TEU has provided further recommendations to the Minister of Education on the TES and commends the government’s overall vision for the tertiary education sector, acknowledging that the objectives and priorities contained in the TES align, for the most part, with the values and recommendations of the TEU.

However, if our tertiary education system is to be genuinely transformative, we think greater emphasis needs to be placed on ensuring that: education is free and therefore accessible by all; stronger Tiriti relationships are developed and maintained; the wellbeing of staff and students continues to be prioritised; teaching and learning occurs in safe spaces; meaningful collaboration is encouraged throughout the sector; and, crucially, adequate resourcing is provided so that the above goals can be achieved.
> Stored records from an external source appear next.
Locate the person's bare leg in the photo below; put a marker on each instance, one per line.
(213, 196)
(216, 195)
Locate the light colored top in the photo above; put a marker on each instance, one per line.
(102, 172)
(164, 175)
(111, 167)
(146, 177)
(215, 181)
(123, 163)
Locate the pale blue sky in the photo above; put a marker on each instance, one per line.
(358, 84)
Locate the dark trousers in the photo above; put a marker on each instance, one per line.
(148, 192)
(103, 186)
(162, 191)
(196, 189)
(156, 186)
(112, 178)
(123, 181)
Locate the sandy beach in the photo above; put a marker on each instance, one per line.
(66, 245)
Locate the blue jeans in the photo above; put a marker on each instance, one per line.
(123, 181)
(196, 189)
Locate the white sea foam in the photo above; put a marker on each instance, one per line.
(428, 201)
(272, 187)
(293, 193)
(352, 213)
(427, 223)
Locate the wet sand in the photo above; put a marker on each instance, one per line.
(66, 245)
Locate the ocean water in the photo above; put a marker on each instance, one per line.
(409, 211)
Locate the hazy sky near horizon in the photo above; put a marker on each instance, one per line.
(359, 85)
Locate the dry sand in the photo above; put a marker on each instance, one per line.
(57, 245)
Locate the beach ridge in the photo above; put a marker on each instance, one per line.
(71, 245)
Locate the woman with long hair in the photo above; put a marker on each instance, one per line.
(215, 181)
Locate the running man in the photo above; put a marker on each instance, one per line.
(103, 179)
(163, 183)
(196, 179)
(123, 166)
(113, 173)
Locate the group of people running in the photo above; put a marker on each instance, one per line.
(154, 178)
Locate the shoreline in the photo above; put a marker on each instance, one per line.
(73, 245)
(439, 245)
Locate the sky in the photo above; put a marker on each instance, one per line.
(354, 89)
In providing further commentary on the TES, the TEU has called for:

• Clarity surrounding the public role of tertiary education and an explicit statement outlining the value of tertiary education both within the context of wider society and in relation to social change.
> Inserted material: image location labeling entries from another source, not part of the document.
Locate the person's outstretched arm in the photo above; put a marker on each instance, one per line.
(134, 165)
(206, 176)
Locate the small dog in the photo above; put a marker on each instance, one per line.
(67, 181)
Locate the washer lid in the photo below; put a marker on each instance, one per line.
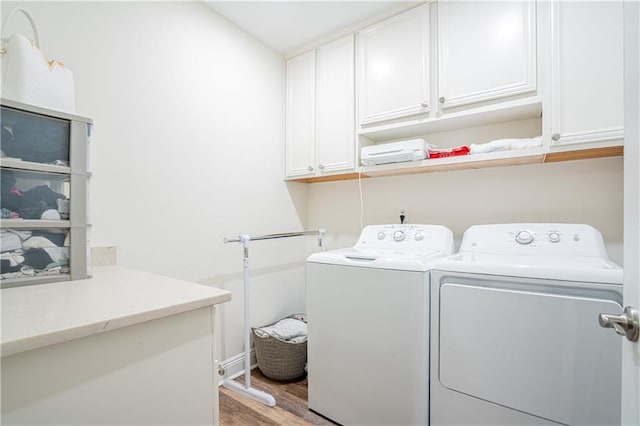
(564, 268)
(379, 259)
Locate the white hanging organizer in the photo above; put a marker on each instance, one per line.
(246, 389)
• Tertiary education must be free at all levels to all New Zealanders, irrespective of age, socio-economic background, or geographical location.

• More can be done to: build stronger Tiriti relationships; empower and ensure the wellbeing of staff and students through the provision of quality pastoral care; and, to make sure our education institutions are safe spaces conducive to teaching and learning and free of all forms of discrimination.

• Evaluation strategies based on blunt metrics should be replaced by a focus on reviewing the extent to which long-term learning outcomes are being achieved across the sector.

• The amount of funding available for the tertiary education sector should be increased to 2.7% of GDP per annum by 2021.

• The TES should include an explicit statement pertaining to tertiary education as a public good in relation to environmental sustainability and the current climate crisis.